Chapter 11 — Qualifications for Listing
The following modifications and additional requirements apply:—(1) the Exchange reserves the right, in its discretion, to refuse a listing of securities of a PRC issuer if it believes that it is not in the interest of the public in Hong Kong to list them;(2) the PRC issuer must appoint, and maintain throughout the period its securities are listed on GEM the appointment of, a person authorised to accept service of process and notices on its behalf in Hong Kong, and must notify the Exchange of his appointment and any termination of his appointment and details of:—(a) his address for service of process and notices;(b) if different, his place of business or, if he does not maintain a place of business, his residential address;(c) his business, residential and mobile telephone number;(d) his facsimile number and electronic mail address, if any; and(e) any change in the above particulars;Note: The person appointed under this rule may also be the person authorised to accept service required to be appointed under Part 16 of the Companies Ordinance, if applicable.(3) provision must be made for a register of holders to be maintained in Hong Kong, or such other place as the Exchange may agree, and for transfers to be registered locally.

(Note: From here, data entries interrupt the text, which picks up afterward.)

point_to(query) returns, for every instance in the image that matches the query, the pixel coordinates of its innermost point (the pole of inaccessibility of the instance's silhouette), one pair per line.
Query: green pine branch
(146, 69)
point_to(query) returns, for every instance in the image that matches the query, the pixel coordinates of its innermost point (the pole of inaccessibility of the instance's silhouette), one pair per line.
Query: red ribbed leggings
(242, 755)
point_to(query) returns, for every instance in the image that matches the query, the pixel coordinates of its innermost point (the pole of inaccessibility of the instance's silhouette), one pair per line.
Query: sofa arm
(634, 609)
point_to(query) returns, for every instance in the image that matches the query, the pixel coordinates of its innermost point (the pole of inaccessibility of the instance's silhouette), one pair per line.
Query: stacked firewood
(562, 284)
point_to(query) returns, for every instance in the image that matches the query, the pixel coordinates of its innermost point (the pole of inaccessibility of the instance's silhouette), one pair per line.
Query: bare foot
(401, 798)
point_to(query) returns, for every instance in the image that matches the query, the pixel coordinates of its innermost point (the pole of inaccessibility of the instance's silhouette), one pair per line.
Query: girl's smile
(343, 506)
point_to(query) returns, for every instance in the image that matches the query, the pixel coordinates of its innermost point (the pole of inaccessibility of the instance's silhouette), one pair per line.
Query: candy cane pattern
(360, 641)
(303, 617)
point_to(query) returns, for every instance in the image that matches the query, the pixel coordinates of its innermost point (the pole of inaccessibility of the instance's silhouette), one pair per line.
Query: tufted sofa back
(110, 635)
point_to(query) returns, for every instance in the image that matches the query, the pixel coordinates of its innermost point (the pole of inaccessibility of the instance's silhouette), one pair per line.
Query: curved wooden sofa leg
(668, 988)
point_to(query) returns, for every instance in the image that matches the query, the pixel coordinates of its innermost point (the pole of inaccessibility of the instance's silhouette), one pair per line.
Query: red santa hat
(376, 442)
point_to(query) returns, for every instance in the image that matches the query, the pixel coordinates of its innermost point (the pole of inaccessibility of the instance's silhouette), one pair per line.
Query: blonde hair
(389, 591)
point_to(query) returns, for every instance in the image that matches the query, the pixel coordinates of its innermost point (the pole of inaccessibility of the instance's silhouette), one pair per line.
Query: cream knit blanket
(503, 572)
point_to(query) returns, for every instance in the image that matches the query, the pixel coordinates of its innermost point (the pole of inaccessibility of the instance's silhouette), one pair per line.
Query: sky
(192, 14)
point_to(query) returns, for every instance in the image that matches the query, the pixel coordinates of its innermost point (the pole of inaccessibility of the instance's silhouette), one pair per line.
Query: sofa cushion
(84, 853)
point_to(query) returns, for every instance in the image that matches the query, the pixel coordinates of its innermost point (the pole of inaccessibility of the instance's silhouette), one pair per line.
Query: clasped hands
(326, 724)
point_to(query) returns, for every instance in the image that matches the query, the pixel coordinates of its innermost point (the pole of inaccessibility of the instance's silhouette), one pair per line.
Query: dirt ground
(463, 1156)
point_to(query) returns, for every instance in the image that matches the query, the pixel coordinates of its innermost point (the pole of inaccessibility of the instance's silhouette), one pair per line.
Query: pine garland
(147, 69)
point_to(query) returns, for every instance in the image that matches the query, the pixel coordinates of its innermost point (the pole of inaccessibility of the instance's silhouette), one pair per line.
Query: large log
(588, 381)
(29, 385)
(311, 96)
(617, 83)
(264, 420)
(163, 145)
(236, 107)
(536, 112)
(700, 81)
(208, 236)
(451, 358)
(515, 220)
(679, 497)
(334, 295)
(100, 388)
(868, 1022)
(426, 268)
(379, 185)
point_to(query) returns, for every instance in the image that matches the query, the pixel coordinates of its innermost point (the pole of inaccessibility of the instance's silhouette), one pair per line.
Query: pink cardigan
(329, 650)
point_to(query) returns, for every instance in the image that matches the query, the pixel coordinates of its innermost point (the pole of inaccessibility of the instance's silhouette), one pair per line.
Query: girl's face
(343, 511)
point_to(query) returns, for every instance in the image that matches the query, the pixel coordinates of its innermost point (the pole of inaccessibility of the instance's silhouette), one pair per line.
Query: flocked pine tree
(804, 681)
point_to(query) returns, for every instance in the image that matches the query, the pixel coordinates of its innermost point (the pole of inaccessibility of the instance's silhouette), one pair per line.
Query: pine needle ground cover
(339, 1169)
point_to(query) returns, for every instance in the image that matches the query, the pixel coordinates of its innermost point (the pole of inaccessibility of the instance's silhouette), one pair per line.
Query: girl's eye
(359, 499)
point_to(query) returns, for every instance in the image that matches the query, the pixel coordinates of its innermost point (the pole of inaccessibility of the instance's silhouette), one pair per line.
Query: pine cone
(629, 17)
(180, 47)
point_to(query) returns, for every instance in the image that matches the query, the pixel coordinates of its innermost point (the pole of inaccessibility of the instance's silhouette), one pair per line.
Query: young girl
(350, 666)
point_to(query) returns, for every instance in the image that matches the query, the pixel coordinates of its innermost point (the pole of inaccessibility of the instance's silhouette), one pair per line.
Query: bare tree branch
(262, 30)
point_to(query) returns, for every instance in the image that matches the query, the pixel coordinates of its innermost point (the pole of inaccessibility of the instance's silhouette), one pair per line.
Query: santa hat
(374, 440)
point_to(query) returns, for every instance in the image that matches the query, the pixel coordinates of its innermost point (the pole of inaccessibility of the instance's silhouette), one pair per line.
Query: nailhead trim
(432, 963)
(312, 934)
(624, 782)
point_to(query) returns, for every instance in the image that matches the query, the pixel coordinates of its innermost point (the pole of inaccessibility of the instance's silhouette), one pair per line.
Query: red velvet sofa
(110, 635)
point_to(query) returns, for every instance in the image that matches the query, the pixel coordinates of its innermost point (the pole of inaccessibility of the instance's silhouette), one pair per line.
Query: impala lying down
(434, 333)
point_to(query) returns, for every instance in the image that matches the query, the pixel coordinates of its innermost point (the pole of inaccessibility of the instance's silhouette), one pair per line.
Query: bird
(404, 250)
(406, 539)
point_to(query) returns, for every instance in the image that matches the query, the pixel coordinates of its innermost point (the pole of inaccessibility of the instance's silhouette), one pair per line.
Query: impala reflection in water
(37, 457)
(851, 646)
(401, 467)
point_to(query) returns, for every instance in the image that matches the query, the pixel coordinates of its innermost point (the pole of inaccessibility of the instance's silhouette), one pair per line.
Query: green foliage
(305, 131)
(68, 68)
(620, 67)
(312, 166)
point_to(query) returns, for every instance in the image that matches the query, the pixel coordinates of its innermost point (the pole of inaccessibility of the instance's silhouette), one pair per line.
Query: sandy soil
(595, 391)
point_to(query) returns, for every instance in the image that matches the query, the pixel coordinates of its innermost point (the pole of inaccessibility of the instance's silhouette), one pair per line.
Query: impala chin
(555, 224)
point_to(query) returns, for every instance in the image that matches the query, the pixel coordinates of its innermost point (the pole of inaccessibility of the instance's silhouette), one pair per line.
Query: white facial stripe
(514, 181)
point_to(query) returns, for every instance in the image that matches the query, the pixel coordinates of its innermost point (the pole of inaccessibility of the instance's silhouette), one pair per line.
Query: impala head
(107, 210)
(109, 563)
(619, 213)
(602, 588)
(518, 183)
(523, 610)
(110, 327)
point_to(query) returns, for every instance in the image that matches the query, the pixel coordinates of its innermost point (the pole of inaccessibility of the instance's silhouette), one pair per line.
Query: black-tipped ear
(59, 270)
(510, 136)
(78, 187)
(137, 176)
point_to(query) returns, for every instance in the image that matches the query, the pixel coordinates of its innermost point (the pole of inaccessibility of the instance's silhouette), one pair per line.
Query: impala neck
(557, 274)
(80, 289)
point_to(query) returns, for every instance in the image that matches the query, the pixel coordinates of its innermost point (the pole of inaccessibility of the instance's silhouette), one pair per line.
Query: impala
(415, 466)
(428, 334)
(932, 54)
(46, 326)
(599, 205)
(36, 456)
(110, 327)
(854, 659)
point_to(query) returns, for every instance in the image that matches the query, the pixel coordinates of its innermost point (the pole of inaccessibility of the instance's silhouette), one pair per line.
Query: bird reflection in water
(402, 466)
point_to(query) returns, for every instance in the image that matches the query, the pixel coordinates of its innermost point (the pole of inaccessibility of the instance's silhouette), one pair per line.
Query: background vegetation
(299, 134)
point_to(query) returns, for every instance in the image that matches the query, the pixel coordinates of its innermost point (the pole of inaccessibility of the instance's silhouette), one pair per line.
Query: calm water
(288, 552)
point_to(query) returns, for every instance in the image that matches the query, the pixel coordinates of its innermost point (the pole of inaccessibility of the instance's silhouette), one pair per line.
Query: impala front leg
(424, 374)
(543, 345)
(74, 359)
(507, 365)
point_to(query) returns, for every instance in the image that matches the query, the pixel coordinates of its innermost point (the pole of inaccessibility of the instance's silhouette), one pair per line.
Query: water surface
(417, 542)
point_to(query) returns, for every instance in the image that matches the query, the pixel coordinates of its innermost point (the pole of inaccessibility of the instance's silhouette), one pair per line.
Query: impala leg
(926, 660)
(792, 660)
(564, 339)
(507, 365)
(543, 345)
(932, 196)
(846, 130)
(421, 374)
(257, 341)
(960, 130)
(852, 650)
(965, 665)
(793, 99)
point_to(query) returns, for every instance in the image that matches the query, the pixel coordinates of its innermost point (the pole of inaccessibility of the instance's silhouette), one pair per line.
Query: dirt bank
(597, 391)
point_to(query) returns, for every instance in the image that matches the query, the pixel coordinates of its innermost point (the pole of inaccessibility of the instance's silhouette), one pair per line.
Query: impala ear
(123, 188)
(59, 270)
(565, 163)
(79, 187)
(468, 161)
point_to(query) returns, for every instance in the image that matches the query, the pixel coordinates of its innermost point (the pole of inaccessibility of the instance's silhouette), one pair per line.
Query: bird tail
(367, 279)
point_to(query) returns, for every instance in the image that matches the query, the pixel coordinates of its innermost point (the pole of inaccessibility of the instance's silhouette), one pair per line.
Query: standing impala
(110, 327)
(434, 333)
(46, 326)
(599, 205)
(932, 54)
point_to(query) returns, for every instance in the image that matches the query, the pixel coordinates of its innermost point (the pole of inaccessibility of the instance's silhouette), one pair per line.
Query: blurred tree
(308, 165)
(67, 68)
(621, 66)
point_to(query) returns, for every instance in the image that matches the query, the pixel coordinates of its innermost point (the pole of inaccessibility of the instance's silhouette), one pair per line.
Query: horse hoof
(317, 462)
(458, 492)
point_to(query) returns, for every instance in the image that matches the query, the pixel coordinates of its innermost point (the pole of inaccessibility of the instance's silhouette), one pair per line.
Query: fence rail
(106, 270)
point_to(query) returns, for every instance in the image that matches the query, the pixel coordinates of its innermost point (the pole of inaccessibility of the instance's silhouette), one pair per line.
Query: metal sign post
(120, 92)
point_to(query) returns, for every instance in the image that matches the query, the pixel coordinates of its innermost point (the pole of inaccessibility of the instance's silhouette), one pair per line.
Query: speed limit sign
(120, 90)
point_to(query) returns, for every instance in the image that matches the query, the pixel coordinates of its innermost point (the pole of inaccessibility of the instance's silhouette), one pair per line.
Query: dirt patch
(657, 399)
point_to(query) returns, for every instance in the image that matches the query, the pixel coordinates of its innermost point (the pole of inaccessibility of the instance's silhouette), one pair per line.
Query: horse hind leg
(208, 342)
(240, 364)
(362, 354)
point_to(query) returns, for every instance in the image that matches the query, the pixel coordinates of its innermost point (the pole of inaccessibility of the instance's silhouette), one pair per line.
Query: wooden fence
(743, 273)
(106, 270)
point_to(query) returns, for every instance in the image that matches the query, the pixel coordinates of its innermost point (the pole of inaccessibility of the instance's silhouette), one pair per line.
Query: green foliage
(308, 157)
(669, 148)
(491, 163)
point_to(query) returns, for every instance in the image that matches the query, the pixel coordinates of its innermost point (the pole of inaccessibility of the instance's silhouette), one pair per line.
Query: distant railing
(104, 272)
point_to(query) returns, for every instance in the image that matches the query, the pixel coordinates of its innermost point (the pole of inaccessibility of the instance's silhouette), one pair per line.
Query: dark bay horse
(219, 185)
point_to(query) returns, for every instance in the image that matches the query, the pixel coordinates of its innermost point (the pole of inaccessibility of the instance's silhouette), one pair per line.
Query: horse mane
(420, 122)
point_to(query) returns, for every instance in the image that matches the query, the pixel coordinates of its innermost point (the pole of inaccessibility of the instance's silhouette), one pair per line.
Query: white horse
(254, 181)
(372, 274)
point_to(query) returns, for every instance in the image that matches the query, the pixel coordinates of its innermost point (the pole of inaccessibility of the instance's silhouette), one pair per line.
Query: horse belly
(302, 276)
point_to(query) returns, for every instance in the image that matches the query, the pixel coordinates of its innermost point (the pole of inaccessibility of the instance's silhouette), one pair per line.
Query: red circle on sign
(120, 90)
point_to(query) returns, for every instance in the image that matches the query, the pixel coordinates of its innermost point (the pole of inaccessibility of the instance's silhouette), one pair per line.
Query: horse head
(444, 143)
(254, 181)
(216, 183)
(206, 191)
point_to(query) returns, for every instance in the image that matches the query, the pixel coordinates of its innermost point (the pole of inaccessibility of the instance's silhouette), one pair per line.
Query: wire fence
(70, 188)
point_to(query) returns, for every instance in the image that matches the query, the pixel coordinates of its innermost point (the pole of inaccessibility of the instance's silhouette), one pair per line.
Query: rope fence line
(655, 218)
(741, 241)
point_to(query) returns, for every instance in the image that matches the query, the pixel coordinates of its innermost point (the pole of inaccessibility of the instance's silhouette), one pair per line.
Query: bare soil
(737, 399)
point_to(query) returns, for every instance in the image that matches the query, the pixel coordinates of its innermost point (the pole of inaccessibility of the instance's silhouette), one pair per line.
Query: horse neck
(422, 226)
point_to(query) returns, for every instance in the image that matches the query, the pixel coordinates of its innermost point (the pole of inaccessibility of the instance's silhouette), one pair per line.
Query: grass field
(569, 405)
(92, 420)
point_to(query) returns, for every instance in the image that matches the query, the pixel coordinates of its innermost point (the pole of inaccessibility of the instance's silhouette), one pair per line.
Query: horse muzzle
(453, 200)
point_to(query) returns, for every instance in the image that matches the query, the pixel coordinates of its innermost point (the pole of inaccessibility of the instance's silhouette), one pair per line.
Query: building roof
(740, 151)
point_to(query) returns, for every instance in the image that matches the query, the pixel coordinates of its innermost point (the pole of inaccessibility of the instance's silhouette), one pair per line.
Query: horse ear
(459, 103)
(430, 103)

The Exchange may, however, consider an alternative proposal for registering transfers for Hong Kong holders in exceptional circumstances;(4) unless the Exchange otherwise agrees, only securities registered on the Hong Kong register may be traded on GEM; and(5) where two or more registers or branch registers of securities are maintained by a PRC issuer, it will not be necessary for the Hong Kong register to contain particulars of the shares registered on any other register or branch register.
[Repealed 1 July 2008]
[Repealed 1 July 2008]
Under rule 11.04, the Exchange requires a new applicant to make disclosure where it has a director, or controlling shareholder and, in relation only to the initial listing document, substantial shareholder (including the respective close associates of each) with a business or interest which competes or may compete with the business of the group. In this connection, in the case of a new applicant which is a PRC issuer, "controlling shareholder" means any shareholder or other person or group of persons together entitled to exercise, or control the exercise of 30% (or such other amount as may from time to time be specified in applicable PRC law as being the level for triggering a mandatory general offer or for otherwise establishing legal or management control over a business enterprise) or more of the voting power at general meetings of the new applicant or who is in a position to control the composition of the majority of the board of directors of the new applicant. For the purposes of this rule, the Exchange will normally not consider a PRC Governmental Body (as defined in rule 25.04) as a controlling shareholder of a PRC issuer.
[Repealed 1 January 2012]
25.13(1) In addition to the requirements of Chapter 5, the independent non-executive directors of a PRC issuer must also be able to demonstrate an acceptable standard of competence and adequate commercial or professional experience to ensure that the interests of the general body of shareholders will be adequately represented.(2) Supervisors of a PRC issuer must have the character, experience and integrity and be able to demonstrate a standard of competence commensurate with their position as supervisors. The Exchange may request further information regarding the background, experience, other business interests or character of any supervisor or proposed supervisor.